Used to be you’d only see Marcus Welby, MD in them after surgery. Most of the time doctors wore white lab coats or suits, and nurses wore little nursing uniforms with cute hats. Now, rest assured 95% of the people you encounter in ANY health related field, be it on man or animal, will be sporting a new pair of Scrubs. I don’t have a problem with scrubs. It is just difficult for a lay person to know exactly what said scrub-wearing person does.
Are you my internist or the plastic surgeon? Or, heaven help me, someone incorrectly scanned my armband, and I’m in the line-up for a colonoscopy. Yes, I blame much of this confusion on scrubs.

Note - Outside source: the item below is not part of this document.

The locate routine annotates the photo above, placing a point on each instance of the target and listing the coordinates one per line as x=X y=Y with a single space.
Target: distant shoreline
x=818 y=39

Looking to the layman’s answer to anything, Wikipedia, offers the following as the definition or explanation of modern scrubs:
Today, any medical uniform consisting of a short-sleeve shirt and pants is known as “scrubs”. Nearly all patient care personnel at hospitals in the United States wear some form of scrubs while on duty, as do some staffers in doctor, dental, and veterinary offices. Support staff such as custodians and unit clerks also wear scrubs in some facilities.
After serious thought, I’ve decided to request Medical and photo ID of personnel requesting access to my body.
I’ll tell them to pretend they are checking in at the doctor’s office.